Compte tenu, d’une part, des caractéristiques des lieux occupés, de leur localisation, de la simulation de location du propriétaire pour ce type de logement social et, d’autre part, de la nécessité de rendre dissuasive l’occupation tout en compensant le préjudice subi par le demandeur, l’indemnité d’occupation peut être fixée à 796,42 euros par mois. Monsieur [F] [X] et Madame [J] [Y] seront ainsi condamnés solidairement au paiement de cette somme à titre provisionnel.
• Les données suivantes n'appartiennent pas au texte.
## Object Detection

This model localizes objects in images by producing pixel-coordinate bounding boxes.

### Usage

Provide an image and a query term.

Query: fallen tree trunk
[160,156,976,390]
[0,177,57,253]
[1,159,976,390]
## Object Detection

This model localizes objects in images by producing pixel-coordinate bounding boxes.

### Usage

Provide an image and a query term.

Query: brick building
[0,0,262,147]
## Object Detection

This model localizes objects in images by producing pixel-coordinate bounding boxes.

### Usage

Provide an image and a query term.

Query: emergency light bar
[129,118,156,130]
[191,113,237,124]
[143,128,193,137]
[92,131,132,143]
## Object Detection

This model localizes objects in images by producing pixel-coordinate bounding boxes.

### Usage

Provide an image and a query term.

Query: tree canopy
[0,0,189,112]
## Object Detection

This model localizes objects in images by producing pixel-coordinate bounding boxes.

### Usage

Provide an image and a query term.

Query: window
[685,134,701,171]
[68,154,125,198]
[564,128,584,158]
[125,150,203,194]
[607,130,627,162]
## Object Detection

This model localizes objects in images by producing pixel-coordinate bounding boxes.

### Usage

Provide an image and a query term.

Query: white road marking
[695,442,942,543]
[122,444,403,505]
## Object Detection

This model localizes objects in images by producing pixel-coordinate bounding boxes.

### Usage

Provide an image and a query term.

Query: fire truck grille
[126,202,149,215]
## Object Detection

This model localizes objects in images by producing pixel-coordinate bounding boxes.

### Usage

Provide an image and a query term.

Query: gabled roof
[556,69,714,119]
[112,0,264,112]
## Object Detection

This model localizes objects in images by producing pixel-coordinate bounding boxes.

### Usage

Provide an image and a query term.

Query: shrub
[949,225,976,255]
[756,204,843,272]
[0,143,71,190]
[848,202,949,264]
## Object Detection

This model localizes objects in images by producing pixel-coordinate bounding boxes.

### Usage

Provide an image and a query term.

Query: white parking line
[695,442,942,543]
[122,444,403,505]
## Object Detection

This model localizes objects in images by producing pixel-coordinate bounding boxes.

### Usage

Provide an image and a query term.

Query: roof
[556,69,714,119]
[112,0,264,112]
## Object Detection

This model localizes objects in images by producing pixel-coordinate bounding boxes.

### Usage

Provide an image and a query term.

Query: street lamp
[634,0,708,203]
Sur les demandes accessoires
Monsieur [F] [X] et Madame [J] [Y], parties perdantes, supporteront in solidum la charge des dépens en application de l’article 696 du code de procédure civile.
Il serait inéquitable de laisser à la charge du demandeur les frais exposés par lui dans la présente instance et non compris dans les dépens. La somme de 600 euros lui sera donc allouée au titre de l’article 700 du code de procédure civile.
La présente décision est exécutoire à titre provisoire, conformément à l’article 514 du code de procédure civile.
PAR CES MOTIFS
Nous, juge des contentieux de la protection, statuant en référé, publiquement, après débats en audience publique, par ordonnance réputée contradictoire mise à disposition au greffe en premier ressort,
Au principal, renvoyons les parties à se pourvoir ainsi qu’elles aviseront mais, dès à présent, vu l’absence de contestation sérieuse,
Constatons que Monsieur [F] [X] et Madame [J] [Y] sont occupants sans droit ni titre du logement situé [Adresse 6] ;
Ordonnons en conséquence à Monsieur [F] [X] et Madame [J] [Y] de libérer les lieux immédiatement à compter de la signification de la présente décision ;
Disons qu’à défaut pour Monsieur [F] [X] et Madame [J] [Y] d’avoir volontairement libéré les lieux, la SA CDC HABITAT SOCIAL pourra, après la signification d’un commandement de quitter les lieux, faire procéder à leur expulsion ainsi qu’à celle de tous occupants de leur chef y compris le cas échéant avec le concours d’un serrurier et de la force publique ;
Précisons que les dispositions de l’article L.412-6 du code des procédures civiles d’exécution relatives à la trêve hivernale n’ont pas lieu à s’appliquer, de même que le délai de deux mois de l’article L.412-1 du même code ;
Rappelons que le sort du mobilier garnissant le logement est prévu par les articles L.433-1 et suivants du code des procédures civiles d’exécution ;
Condamnons solidairement Monsieur [F] [X] et Madame [J] [Y] à verser à la SA CDC HABITAT SOCIAL une indemnité provisionnelle mensuelle d’occupation d’un montant de 796,42 euros à compter du 10 novembre 2023 et jusqu’à la date de la libération effective et définitive des lieux (volontaire ou en suite de l’expulsion) ;
Condamnons in solidum Monsieur [F] [X] et Madame [J] [Y] à verser à la SA CDC HABITAT SOCIAL une somme de 600 euros au titre de l’article 700 du code de procédure civile ;
Condamnons in solidum Monsieur [F] [X] et Madame [J] [Y] aux dépens ;
Rappelons que la présente ordonnance est de plein droit exécutoire à titre provisoire ;
Ainsi jugé et prononcé par mise à disposition les jour, mois et an susdits par le juge et le greffier susnommés.
Le greffier, Le juge des contentieux de la protection.